Amor fraternal sin límites.

Amor fraternal sin límites.

Joe O’Donnell, el hombre que tomó esta foto en Nagasaki, fue enviado por el ejército de los EE. UU. Para documentar el daño infligido en la patria japonesa causada por los ataques aéreos de bombas incendiarias y atómicas.
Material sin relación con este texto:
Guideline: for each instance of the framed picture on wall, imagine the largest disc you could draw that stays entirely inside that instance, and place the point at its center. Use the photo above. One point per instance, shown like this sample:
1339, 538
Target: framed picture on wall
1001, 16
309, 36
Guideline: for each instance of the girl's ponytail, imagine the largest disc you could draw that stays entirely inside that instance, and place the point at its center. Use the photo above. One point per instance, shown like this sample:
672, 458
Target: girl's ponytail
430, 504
Durante los siguientes siete meses, a partir de septiembre de 1945, viajó por el oeste de Japón, relatando la devastación, revelando la difícil situación de las víctimas de la bomba, incluidos los muertos, los heridos, los desamparados y los huérfanos. Las imágenes del sufrimiento humano fueron grabadas tanto en sus negativos como en su corazón.

En la foto, el niño permanece erguido, después de haber cumplido con su deber de llevar a su hermano muerto a un lugar de cremación. De pie en la atención era una obvia influencia militar. Mirar al niño que lleva a su hermano menor en su espalda, tiene el labio superior rígido y trata de ser tan valiente que rompe el corazón. Él ha personificado el espíritu de una nación derrotada.

Años después, Joe O’Donnell habló con un entrevistador japonés sobre esta imagen:

“Vi a un niño de unos diez años caminando. Llevaba a un bebé en su espalda. En aquellos días en Japón, a menudo veíamos a niños jugando con sus hermanitos o hermanas pequeños sobre sus espaldas, pero este chico era claramente diferente. Pude ver que había venido a este lugar por una razón seria. No llevaba zapatos. Su cara era dura. La cabecita estaba inclinada hacia atrás como si el bebé estuviera profundamente dormido. El niño se quedó allí por cinco o diez minutos “.

“Los hombres con máscaras blancas se acercaron a él y en silencio comenzaron a quitar la cuerda que sostenía al bebé. Fue entonces cuando vi que el bebé ya estaba muerto. Los hombres sujetaron el cuerpo por las manos y los pies y lo colocaron sobre el fuego. El niño se quedó allí derecho sin moverse, mirando las llamas. Se estaba mordiendo el labio inferior con tanta fuerza que brillaba con sangre. La llama ardió bajo como el sol que se ponía. El niño se dio la vuelta y se alejó en silencio “.

Hecho interesante:

  • Esta historia parece la vida real ” Grave of the Fireflies “, una película japonesa de 1988. Una película trágica que cubre a un niño y la lucha de su hermana pequeña por sobrevivir en Japón durante la Segunda Guerra Mundial. Es una película realmente poderosa y muy recomendable para ver.